On April 12, two black men went to a Philadelphia store and did not buy anything; instead, they told the store manager they were waiting for a friend to join them. They were asked to leave and an employee called police, which led to their arrest, prompting protests and accusations of racism.
A video of the incident that was posted on social media became a major embarrassment for the coffee chain.
Soon after, Starbucks announced a policy change, welcoming anyone to sit in its cafes or use its restrooms, even if they don't buy anything.
Previously, it was left to individual store managers to decide whether people could access Starbucks premises without making a purchase.
"We are committed to creating a culture of warmth and belonging where everyone is welcome,'' Starbucks said in a statement.

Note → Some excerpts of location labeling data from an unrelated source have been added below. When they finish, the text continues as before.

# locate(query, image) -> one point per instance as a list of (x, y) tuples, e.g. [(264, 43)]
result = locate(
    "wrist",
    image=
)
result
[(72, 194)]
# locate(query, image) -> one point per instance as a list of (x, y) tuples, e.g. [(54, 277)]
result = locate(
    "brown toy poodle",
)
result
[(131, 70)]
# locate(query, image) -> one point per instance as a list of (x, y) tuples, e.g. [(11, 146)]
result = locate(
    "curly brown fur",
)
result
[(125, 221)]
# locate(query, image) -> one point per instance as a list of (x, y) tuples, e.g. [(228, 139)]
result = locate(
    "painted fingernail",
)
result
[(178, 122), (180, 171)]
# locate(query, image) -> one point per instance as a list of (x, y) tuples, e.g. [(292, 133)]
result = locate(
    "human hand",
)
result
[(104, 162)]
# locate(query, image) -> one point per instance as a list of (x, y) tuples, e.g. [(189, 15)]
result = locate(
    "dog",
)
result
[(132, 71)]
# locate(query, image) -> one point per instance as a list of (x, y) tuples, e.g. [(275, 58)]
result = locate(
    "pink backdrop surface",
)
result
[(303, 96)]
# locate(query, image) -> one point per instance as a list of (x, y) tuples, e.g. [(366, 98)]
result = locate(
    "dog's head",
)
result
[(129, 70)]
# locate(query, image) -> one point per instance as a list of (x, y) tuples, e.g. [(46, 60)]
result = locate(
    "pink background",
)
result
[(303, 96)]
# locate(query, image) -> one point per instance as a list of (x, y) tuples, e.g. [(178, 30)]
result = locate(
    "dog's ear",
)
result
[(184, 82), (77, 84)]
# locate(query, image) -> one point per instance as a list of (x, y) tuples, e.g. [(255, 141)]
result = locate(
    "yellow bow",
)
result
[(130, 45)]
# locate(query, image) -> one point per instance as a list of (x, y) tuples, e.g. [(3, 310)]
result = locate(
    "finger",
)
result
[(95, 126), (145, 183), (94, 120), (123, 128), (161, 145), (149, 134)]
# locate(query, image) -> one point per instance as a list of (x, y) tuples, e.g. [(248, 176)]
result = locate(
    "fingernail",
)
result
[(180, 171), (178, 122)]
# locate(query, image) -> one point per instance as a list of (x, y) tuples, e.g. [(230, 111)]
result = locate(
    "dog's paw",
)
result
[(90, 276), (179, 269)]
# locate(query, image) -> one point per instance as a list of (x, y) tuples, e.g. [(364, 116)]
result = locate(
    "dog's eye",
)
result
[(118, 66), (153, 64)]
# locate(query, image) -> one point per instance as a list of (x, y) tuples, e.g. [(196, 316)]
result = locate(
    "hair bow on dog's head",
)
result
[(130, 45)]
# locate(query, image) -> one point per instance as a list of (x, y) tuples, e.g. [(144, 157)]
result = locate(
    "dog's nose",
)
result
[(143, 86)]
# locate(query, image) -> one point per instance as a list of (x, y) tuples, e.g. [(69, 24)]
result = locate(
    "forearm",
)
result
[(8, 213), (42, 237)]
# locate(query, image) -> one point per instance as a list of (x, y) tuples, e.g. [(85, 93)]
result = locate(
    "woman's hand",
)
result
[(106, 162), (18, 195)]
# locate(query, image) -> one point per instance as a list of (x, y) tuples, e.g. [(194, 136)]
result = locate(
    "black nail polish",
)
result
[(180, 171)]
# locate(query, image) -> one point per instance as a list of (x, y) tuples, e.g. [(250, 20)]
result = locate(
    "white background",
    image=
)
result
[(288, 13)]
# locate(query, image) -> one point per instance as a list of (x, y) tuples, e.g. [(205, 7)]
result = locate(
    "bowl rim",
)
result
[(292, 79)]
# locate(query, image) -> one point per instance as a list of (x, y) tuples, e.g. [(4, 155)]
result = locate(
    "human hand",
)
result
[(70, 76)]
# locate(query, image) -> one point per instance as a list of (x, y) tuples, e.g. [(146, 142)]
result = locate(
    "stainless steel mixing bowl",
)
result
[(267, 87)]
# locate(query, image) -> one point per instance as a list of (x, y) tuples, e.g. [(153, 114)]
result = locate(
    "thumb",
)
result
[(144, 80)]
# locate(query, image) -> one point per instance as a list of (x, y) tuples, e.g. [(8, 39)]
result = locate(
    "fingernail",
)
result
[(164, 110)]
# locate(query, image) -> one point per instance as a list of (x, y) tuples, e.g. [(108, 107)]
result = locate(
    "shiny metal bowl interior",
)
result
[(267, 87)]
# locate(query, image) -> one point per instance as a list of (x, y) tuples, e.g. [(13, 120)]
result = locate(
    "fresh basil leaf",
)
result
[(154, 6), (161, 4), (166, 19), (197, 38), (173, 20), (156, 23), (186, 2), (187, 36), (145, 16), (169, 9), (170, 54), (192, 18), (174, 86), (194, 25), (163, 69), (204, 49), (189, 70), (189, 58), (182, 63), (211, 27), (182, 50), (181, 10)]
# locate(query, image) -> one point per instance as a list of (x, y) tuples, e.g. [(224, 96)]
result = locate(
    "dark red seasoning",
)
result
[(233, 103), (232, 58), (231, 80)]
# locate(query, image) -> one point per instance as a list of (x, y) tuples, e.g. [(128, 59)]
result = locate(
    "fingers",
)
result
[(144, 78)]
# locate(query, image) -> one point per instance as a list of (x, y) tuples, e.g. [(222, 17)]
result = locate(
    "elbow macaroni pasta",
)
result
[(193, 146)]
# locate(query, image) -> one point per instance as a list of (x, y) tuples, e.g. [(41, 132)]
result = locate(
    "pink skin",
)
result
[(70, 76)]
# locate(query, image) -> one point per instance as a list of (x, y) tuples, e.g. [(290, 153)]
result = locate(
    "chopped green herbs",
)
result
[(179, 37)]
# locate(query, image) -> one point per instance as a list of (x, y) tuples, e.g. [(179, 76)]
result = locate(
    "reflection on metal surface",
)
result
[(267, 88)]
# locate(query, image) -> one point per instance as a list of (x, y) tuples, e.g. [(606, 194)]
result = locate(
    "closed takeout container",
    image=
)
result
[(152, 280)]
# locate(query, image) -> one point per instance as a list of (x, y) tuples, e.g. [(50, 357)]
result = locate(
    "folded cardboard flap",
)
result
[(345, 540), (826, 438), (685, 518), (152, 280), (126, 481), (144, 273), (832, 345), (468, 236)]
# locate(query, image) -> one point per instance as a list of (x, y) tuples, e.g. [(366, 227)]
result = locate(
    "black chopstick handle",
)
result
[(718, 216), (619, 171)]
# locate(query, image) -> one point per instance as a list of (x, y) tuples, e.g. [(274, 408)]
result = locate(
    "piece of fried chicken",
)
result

The company has asked employees to follow established procedure when dealing with "disruptive behaviors," and are still asked to call 911 in case of "immediate threat or danger" to customers or employees.
The men who were arrested in April, settled with Starbucks earlier this month for an undisclosed sum and an offer of a free college education for each of them.
They also reached a deal with the city of Philadelphia for a symbolic $1 each and a promise from city officials to set up a $200,000 program for young entrepreneurs.